Soups are a favorite as the weather gets colder. I enjoy eating warmer, more filling foods this time of year. I have a love for salads at all times, but also try to follow the harvest and enjoy fresh seasonal foods.
Cream of Roasted Tomato Soup
-8 medium beefsteak tomatoes, cored and quartered
-1/4 cup olive oil, plus more for the tomatoes
-4 cloves garlic
-1 sprig rosemary
-3 sprigs thyme
-6 tablespoons heavy cream
-Coarsely ground black pepper
-4 thick slices country bread, toasted and brushed with olive oil, for serving
- Heat the oven to 375 degrees and line baking sheet with foil. Lay the tomatoes cut-side down. Add the garlic cloves (with skins on). Sprinkle with olive oil and season with salt. Roast until the tomatoes are soft and caramelized, about 1 hour. Remove from the oven and let cool.
- Add the ¼ cup olive oil, the rosemary and thyme to a small saucepan and place over low heat. Let warm until you begin smelling herbs, about 10 minutes. Remove from the heat and let cool.
- Peel the tomatoes and add the pulp and juices to a soup pan.
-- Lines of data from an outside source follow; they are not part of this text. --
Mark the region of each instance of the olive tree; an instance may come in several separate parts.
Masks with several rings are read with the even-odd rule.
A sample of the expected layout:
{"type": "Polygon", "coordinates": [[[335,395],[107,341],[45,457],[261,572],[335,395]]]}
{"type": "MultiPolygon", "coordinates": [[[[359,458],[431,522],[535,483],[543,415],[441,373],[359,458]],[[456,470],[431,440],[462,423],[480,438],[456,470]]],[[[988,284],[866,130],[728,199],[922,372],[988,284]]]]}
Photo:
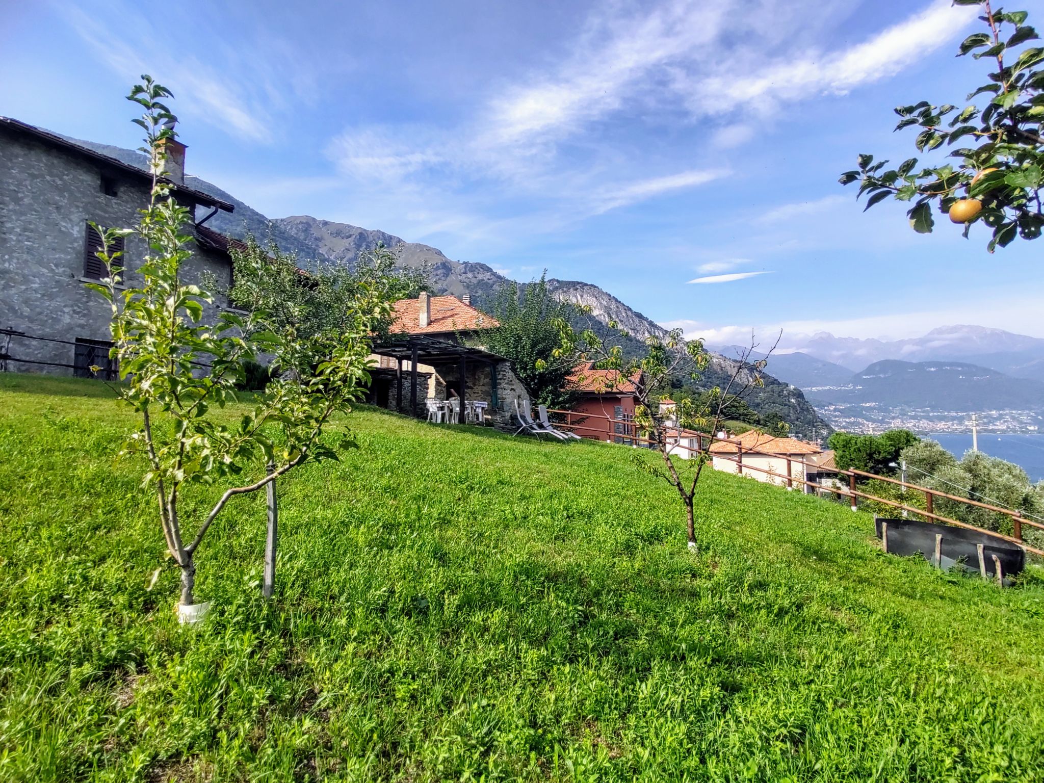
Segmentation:
{"type": "Polygon", "coordinates": [[[175,136],[175,118],[163,101],[172,96],[149,76],[142,80],[128,99],[144,110],[135,122],[146,135],[149,201],[134,228],[96,227],[108,274],[90,287],[112,306],[111,356],[125,381],[120,398],[140,416],[124,453],[147,461],[144,487],[156,497],[167,550],[181,569],[181,603],[192,604],[196,554],[229,501],[264,489],[306,460],[336,457],[336,447],[321,440],[324,427],[350,410],[369,382],[372,334],[389,316],[390,303],[379,279],[360,280],[340,302],[337,329],[316,330],[307,342],[296,338],[292,324],[266,328],[276,319],[260,295],[245,314],[226,310],[205,318],[212,292],[186,280],[191,213],[174,198],[165,175],[165,144],[175,136]],[[148,254],[135,278],[122,281],[124,288],[120,253],[113,247],[117,237],[132,234],[144,240],[148,254]],[[235,421],[215,416],[215,407],[235,399],[244,361],[262,356],[276,380],[235,421]],[[216,501],[196,518],[183,515],[183,497],[211,487],[224,488],[216,501]]]}
{"type": "Polygon", "coordinates": [[[977,5],[983,29],[960,44],[957,56],[971,54],[990,65],[987,84],[972,90],[988,102],[936,105],[927,100],[898,106],[896,129],[916,127],[917,150],[929,153],[944,145],[945,158],[919,167],[917,158],[887,168],[888,161],[858,157],[858,168],[841,174],[841,185],[859,183],[858,196],[869,194],[863,211],[892,197],[910,201],[907,216],[921,234],[934,228],[932,205],[951,221],[964,224],[964,236],[983,223],[992,237],[987,250],[1005,246],[1016,237],[1037,239],[1044,226],[1040,190],[1044,177],[1044,48],[1024,46],[1039,37],[1027,25],[1024,10],[994,9],[991,0],[954,0],[977,5]],[[946,158],[951,159],[949,162],[946,158]]]}
{"type": "MultiPolygon", "coordinates": [[[[635,429],[645,433],[649,448],[660,455],[657,462],[650,462],[636,453],[636,467],[662,478],[675,491],[685,508],[689,549],[697,552],[695,497],[704,468],[711,460],[711,438],[736,402],[764,384],[763,371],[776,346],[761,358],[752,360],[758,348],[752,335],[751,345],[736,359],[726,359],[707,351],[703,340],[687,340],[675,329],[662,338],[649,335],[644,340],[644,354],[627,358],[620,346],[611,345],[612,340],[599,337],[593,329],[577,332],[565,318],[556,318],[554,325],[560,334],[559,347],[553,352],[555,360],[568,358],[574,366],[590,365],[604,371],[602,385],[607,394],[622,388],[634,394],[635,429]],[[727,379],[723,387],[714,386],[697,397],[680,397],[672,407],[661,407],[671,386],[682,380],[698,383],[702,373],[712,363],[723,371],[727,379]],[[691,435],[687,431],[692,431],[691,435]],[[681,440],[690,436],[696,438],[699,448],[683,453],[681,440]]],[[[617,329],[613,322],[609,326],[617,329]]],[[[627,336],[623,331],[619,334],[627,336]]],[[[785,425],[781,429],[785,430],[785,425]]]]}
Squeeze the garlic from its skin and add it to the pan. Place the pan over medium heat, and begin mashing the tomatoes with a potato masher until it’s pulpy, but not chunky. When the mixture is hot but not boiling, stir in the cream. Season to taste with salt. Add a pinch of sugar, if needed. Ladle into bowls and season with pepper. Sprinkle a little herb oil on top of the soup. Serve with fresh bread toasts.